Esboçam-se, dessa forma, as bases ideológicas de toda essa atividade educacional, na figura de um exército que se impregna dos ideais do esclarecimento, que passa a defender a instrução como melhor veículo de disciplinamento, a cultura do mérito e do aprimoramento técnico; enfim, de um exército que agora abraça resolutamente a crença nas potencialidades do controle racional da realidade física, humana e social. Já foi observado, como ressalta a própria autora, que o "iluminismo", em sua versão brasileira, não é inspirado pelas idéias revolucionárias do século anterior, mas pelo "positivismo esvaziado de crítica social produzido por Augusto Comte" – questão que ainda hoje está a merecer dedicação e estudo. No caso específico do exército, a autora sustenta – e só se pode lastimar que não nos forneça os elementos de comprovação que a valorização da educação não é mera reprodução das idéias então correntes: tendo como primeiro motor suas preocupações corporativas, o discurso de valorização da educação derivaria não obstante da tomada de consciência em relação aos problemas sociais e da crítica ao Estado imperial.

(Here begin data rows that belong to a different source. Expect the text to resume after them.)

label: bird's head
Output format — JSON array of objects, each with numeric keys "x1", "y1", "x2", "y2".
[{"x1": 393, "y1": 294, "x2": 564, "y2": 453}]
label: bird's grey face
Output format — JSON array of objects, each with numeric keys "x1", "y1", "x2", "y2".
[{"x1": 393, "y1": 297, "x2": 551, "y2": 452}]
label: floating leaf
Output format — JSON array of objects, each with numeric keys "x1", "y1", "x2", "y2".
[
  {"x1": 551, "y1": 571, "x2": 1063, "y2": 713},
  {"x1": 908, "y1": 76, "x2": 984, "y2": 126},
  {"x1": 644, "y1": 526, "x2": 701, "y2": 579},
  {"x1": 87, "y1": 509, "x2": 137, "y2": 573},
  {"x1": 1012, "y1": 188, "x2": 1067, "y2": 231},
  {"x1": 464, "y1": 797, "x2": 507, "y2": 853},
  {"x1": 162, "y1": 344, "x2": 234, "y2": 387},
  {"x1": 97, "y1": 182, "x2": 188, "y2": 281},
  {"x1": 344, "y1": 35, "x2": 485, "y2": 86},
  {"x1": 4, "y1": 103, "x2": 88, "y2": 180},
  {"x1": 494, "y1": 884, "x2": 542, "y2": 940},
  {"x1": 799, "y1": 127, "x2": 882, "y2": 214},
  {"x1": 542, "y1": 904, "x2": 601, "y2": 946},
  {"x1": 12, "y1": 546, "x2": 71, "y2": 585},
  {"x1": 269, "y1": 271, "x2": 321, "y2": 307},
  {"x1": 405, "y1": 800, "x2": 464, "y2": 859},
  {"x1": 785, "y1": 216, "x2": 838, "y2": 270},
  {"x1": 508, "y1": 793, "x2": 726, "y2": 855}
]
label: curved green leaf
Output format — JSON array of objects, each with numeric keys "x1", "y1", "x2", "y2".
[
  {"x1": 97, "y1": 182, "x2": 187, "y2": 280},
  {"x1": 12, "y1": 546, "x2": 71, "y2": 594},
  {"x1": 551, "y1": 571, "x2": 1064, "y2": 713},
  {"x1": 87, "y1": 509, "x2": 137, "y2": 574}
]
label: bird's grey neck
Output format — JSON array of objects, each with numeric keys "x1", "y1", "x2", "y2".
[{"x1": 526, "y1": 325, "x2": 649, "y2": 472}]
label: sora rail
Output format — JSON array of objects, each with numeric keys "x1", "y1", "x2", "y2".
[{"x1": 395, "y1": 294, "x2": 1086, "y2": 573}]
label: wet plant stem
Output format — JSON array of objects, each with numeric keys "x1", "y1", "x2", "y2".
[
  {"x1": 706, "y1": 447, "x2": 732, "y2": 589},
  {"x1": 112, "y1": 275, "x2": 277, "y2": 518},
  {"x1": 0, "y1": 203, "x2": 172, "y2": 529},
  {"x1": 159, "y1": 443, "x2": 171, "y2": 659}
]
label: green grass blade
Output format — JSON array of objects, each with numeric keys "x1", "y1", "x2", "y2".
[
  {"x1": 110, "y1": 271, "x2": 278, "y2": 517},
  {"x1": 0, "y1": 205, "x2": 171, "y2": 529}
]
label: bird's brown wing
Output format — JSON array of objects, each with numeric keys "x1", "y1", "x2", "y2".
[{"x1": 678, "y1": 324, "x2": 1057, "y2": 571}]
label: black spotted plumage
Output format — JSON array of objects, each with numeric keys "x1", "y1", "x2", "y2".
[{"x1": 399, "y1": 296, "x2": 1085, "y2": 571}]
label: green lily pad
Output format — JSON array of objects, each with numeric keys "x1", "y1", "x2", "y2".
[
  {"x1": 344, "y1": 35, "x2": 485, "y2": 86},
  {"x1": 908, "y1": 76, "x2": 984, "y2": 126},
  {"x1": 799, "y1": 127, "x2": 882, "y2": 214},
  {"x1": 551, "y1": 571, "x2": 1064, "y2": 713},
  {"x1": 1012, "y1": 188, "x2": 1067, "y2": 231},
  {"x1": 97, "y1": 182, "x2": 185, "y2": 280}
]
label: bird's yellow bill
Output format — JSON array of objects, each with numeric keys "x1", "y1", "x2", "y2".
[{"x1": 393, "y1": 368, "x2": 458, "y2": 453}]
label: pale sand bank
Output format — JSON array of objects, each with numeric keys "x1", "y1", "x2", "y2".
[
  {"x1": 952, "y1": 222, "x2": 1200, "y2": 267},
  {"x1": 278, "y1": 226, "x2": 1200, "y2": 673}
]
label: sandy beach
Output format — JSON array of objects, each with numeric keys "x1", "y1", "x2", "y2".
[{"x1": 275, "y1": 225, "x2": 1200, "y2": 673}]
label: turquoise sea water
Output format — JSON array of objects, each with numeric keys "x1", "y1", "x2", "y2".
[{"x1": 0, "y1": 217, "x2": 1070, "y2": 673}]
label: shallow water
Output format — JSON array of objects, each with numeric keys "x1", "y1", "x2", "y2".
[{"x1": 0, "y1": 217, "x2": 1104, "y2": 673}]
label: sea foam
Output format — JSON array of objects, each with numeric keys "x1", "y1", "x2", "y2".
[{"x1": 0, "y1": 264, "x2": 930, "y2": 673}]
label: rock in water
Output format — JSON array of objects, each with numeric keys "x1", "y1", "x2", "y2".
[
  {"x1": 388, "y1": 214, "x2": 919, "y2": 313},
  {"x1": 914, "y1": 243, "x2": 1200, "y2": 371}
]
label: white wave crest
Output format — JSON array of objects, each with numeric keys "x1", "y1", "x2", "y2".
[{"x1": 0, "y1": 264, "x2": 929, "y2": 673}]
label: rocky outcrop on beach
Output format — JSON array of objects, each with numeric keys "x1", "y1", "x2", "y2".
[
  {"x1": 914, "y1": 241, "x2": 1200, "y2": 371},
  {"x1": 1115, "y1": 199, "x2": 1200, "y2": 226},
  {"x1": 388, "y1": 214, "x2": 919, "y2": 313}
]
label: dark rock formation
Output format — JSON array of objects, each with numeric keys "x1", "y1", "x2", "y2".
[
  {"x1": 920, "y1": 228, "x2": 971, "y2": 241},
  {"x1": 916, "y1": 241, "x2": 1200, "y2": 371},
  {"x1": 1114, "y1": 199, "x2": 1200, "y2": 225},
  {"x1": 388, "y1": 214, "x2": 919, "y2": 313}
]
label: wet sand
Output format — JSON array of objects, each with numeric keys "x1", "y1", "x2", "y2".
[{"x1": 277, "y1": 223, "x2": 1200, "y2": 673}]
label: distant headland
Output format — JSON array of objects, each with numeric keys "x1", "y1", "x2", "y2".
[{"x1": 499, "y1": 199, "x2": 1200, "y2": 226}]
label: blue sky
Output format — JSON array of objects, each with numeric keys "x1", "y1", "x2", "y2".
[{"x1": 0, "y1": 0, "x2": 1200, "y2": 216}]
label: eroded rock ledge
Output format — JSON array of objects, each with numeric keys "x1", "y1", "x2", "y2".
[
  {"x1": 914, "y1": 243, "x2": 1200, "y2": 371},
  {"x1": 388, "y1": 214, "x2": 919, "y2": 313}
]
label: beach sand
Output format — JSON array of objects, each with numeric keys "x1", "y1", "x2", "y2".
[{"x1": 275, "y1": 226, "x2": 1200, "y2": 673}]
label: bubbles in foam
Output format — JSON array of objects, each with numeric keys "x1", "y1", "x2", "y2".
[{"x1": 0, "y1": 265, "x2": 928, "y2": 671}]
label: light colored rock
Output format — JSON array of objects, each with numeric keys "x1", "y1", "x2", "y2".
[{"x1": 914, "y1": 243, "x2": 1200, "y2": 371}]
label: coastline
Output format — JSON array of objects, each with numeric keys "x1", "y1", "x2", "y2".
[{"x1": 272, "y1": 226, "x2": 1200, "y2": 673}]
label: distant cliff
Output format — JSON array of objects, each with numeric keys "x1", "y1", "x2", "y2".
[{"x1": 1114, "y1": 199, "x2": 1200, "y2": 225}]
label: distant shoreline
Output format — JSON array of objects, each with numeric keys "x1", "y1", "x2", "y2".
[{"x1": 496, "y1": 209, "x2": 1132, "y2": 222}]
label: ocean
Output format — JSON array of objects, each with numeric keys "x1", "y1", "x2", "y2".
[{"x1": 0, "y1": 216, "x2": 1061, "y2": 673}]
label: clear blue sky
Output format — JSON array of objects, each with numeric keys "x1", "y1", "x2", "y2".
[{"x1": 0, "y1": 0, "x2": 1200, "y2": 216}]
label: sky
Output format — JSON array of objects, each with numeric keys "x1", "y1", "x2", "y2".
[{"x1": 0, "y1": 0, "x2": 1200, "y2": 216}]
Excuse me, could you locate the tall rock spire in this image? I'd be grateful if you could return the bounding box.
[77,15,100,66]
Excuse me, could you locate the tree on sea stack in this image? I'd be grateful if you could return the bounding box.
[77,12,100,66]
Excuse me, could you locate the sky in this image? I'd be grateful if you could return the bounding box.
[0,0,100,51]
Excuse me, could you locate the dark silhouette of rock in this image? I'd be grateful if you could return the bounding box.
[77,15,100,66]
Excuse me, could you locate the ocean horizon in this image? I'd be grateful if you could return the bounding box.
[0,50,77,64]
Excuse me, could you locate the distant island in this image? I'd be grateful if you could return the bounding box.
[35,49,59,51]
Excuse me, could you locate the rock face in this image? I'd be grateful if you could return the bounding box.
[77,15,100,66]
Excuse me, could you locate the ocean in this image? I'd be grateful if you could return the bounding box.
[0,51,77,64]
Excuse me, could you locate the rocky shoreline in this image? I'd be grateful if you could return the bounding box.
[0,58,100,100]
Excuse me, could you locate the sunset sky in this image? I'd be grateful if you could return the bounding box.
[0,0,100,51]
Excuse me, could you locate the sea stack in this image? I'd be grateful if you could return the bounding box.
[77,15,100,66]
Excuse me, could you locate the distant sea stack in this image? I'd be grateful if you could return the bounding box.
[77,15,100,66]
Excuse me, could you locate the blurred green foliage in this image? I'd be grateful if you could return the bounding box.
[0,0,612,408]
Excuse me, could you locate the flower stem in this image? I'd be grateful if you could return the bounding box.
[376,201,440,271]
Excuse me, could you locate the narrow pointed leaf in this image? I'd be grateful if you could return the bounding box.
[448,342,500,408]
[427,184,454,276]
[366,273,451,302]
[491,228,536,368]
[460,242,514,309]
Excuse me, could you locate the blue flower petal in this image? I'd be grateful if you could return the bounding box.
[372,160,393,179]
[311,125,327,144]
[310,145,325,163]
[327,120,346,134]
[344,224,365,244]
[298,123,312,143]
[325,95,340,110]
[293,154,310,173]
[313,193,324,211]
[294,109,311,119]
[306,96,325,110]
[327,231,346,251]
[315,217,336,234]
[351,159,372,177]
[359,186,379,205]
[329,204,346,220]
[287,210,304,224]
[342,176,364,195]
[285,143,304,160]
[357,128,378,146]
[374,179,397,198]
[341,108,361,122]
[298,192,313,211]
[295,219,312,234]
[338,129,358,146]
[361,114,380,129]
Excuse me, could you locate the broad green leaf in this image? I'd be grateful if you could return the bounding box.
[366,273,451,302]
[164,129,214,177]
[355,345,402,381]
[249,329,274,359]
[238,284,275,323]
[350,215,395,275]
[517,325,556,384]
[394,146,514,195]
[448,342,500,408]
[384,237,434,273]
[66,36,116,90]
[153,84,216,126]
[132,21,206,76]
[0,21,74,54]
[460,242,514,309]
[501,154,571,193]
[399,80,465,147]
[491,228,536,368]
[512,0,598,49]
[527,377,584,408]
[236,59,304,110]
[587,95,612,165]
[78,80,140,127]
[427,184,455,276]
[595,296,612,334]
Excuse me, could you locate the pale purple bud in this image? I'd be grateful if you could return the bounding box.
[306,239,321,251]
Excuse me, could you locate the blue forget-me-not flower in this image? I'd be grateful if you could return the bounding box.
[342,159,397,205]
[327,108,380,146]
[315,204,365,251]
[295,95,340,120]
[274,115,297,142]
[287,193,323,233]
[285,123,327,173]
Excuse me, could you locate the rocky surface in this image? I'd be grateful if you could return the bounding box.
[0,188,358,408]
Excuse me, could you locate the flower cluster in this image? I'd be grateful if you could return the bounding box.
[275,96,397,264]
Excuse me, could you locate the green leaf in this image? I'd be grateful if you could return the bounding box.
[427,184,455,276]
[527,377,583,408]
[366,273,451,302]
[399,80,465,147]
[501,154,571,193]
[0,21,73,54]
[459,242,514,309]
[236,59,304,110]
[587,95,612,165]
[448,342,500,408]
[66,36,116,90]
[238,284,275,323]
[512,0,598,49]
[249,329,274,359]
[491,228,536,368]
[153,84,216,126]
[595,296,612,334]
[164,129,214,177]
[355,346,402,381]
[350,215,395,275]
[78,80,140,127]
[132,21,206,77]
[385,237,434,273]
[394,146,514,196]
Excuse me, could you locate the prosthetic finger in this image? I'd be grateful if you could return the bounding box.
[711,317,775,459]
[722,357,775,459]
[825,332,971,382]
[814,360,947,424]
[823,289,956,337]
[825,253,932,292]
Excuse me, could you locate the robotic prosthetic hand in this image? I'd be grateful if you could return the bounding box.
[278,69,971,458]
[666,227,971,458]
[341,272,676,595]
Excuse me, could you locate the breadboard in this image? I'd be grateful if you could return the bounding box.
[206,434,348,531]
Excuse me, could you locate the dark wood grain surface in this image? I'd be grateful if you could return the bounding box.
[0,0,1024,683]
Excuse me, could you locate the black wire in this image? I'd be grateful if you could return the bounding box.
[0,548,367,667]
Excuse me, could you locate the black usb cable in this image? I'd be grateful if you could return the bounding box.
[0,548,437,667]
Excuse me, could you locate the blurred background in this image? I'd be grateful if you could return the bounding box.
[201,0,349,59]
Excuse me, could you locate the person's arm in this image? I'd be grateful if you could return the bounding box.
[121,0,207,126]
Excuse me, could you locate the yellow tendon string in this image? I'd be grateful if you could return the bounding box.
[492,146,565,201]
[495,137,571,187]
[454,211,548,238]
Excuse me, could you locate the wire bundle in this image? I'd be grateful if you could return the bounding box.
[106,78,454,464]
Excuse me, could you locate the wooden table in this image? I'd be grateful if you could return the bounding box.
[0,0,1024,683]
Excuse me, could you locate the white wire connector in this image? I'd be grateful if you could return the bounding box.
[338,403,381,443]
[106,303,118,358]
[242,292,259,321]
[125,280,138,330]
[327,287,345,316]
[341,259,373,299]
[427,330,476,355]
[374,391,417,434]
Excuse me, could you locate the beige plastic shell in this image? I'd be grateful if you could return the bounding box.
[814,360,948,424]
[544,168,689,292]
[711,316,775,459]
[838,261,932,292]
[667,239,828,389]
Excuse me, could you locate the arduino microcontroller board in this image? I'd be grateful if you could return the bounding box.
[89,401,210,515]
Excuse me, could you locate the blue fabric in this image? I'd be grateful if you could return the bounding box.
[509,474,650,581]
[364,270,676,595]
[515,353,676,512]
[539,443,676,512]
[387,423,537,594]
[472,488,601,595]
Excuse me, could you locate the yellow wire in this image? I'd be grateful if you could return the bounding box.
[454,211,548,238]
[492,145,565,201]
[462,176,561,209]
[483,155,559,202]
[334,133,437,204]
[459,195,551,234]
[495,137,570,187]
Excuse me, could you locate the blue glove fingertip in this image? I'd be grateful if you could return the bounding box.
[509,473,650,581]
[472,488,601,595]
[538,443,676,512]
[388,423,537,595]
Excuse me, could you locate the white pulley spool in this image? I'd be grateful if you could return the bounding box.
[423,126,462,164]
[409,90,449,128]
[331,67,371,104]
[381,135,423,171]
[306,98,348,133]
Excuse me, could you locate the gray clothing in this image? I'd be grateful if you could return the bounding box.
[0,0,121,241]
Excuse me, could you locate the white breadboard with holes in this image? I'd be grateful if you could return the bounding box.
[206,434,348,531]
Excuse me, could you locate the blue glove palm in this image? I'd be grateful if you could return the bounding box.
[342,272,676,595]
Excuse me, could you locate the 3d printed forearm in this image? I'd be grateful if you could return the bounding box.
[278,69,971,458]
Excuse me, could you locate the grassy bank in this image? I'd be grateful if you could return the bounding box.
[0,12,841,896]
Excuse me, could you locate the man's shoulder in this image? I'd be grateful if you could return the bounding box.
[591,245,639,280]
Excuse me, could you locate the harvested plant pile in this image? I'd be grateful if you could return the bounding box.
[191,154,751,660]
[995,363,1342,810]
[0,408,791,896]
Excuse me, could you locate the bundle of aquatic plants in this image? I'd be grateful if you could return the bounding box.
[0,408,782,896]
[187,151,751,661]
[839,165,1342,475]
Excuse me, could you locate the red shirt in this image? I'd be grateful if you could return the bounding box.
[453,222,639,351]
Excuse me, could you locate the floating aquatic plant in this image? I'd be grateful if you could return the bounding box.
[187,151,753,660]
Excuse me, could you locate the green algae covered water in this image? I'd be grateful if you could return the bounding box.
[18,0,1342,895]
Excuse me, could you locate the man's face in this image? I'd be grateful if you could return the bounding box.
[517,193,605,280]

O capítulo terceiro trata da educação do cidadão, ou do tema do "exército educador", e se dedica a demonstrar como a valorização da educação e da difusão da razão não se limitou a influenciar a reconstrução da atividade militar e da corporação, mas foi estendida à ação social desenvolvida pelo exército.

E se porventura até aqui não fosse o caso, esse exame de iniciativas educacionais do exército nos forneceria indicadores seguros da relevância, para os estudos educacionais brasileiros, da empreitada intelectual a que se dedica a autora. Como já mencionado, em seus esforços de formação de novos quadros, o exército introduz o país no ensino das ciências e na adoção das inovações pedagógicas e tecnológicas, fazendo-se responsável " pelo início da formação de algumas carreiras profissionais que, depois, tornaram-se autônomas, desvinculando-se da atividade militar, tais como o engenheiro, o arquiteto, o geógrafo, o geólogo, o matemático, o físico e o químico" (p. 222-223). Além disso, a formação militar compreendia, ainda, a atuação no nível médio de ensino e a instrução elementar destinada aos soldados. E, muito particularmente, o serviço militar aparecia aos seus ardorosos defensores como a oportunidade de difusão do patriotismo e do sentimento cívico, pela qual o exército realizaria sua tarefa de moralização e de formação da cidadania.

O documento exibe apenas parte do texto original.